Working through this excellent book with a colleague and he noticed something interesting on the Oliver's Blood problem.

Original solution, assuming 60% of local pop have type O and 1% have type AB:

like1 = 0.01
like2 = 2 * 0.6 * 0.01

likelihood_ratio = like1 / like2
post_odds = 1 * like1 / like2
prob(post_odds) # 0.454545

The interesting point mentioned by my colleague was this:

• we could try the problem with a range of different values of % of local population having type AB and still get the same final probability:

import numpy as np

def prob(o):
    return o / (o+1)

o = 0.6 # we fix type o proportion in local pop

# iterate over various ab vals
for ab in np.linspace(0.02, 0.40, 20):
  like1 = ab
  like2 = 2 * o * ab

  assert round(prob(like1 / like2),4) == 0.4545

Clearly the ab cancel one another out in each likelihood calculation.

Curiosity

My interpretation of this is that the information on percent of local population with type AB does not matter for this problem.

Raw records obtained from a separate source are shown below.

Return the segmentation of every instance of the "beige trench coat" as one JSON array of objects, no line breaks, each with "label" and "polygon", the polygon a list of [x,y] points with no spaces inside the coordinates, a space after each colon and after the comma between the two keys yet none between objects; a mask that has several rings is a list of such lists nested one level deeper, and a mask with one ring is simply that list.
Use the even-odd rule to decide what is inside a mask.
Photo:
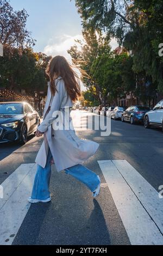
[{"label": "beige trench coat", "polygon": [[[38,130],[44,133],[43,141],[35,159],[35,163],[45,168],[49,148],[52,152],[58,172],[68,167],[81,164],[97,151],[99,144],[96,142],[79,139],[72,129],[72,118],[69,115],[68,122],[71,123],[71,129],[53,129],[54,122],[57,122],[54,112],[61,111],[65,116],[66,108],[73,106],[68,94],[64,80],[60,76],[55,81],[57,91],[52,100],[51,110],[47,111],[51,99],[51,92],[48,86],[47,100],[43,111],[43,121]],[[65,120],[65,118],[63,118]],[[67,120],[66,120],[66,122]],[[53,125],[52,125],[53,124]],[[65,121],[63,127],[65,127]]]}]

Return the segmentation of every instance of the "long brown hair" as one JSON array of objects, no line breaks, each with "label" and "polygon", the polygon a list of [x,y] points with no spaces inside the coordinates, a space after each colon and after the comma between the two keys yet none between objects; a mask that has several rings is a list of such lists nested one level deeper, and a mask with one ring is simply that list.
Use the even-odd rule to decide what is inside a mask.
[{"label": "long brown hair", "polygon": [[54,80],[61,76],[64,80],[67,93],[72,100],[77,100],[78,96],[81,96],[80,79],[73,67],[63,56],[58,56],[51,59],[46,71],[50,79],[51,90],[53,95],[57,90]]}]

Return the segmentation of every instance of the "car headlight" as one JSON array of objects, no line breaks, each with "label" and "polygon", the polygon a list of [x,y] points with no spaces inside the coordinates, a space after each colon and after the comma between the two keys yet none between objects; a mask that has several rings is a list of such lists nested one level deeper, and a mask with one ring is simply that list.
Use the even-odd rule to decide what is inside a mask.
[{"label": "car headlight", "polygon": [[2,124],[2,126],[4,126],[5,127],[10,127],[12,128],[15,128],[17,127],[18,122],[13,122],[12,123],[4,123]]}]

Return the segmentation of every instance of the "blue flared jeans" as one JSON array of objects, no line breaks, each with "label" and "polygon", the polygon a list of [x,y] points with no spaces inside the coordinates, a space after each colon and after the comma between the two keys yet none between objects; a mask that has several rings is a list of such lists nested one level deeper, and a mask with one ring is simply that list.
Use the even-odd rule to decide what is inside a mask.
[{"label": "blue flared jeans", "polygon": [[[45,168],[39,164],[37,165],[37,171],[31,196],[32,199],[46,200],[50,197],[49,187],[51,175],[52,157],[52,153],[49,148]],[[82,164],[77,164],[65,169],[65,173],[70,174],[83,182],[92,192],[95,191],[99,183],[97,175]]]}]

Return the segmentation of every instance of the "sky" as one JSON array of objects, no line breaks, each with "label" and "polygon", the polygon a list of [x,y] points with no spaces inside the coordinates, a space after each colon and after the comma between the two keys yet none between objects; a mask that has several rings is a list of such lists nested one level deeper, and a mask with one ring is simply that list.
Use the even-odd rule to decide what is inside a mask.
[{"label": "sky", "polygon": [[[74,0],[10,0],[15,10],[24,8],[29,15],[27,28],[37,40],[34,49],[48,55],[62,55],[71,62],[67,50],[83,39],[82,19]],[[117,46],[115,39],[111,45]]]}]

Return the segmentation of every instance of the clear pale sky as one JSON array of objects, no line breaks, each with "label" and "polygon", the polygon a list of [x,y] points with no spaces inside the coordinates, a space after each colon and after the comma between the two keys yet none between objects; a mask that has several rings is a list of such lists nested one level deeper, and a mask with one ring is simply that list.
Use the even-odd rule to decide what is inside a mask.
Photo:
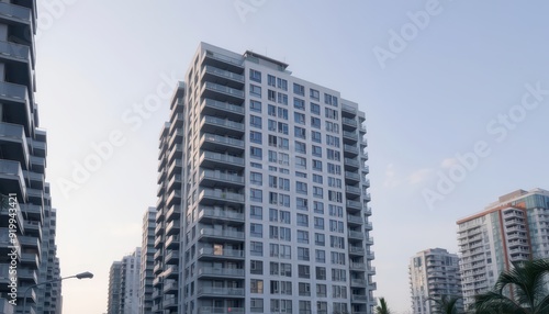
[{"label": "clear pale sky", "polygon": [[[105,312],[112,261],[141,246],[161,96],[201,41],[285,61],[366,111],[376,296],[396,313],[410,311],[411,256],[456,253],[458,218],[516,189],[549,189],[545,1],[38,2],[36,96],[61,274],[96,274],[64,282],[65,313]],[[154,97],[158,110],[137,115]],[[98,155],[108,141],[116,146]]]}]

Is there additional insight or context you could add to this? My colleague & I were both a bit surprised, but the math is clear enough.

Another thought: Perhaps we have to assume the possibility that the proportion of O would shift as AB changes, which would indeed change the final probabilities (even though there are more blood types than O and AB)

• As AB becomes more likely, and O becomes less likely, then the evidence is increased that Oliver is one of the people that left blood (in this problem).

Again, no bug found - just curious about any additional commentary on the above. We are very much enjoying the book and exercises.

[AllenDowney]

Interesting. Sounds like you answered your own question. Thanks for sharing it!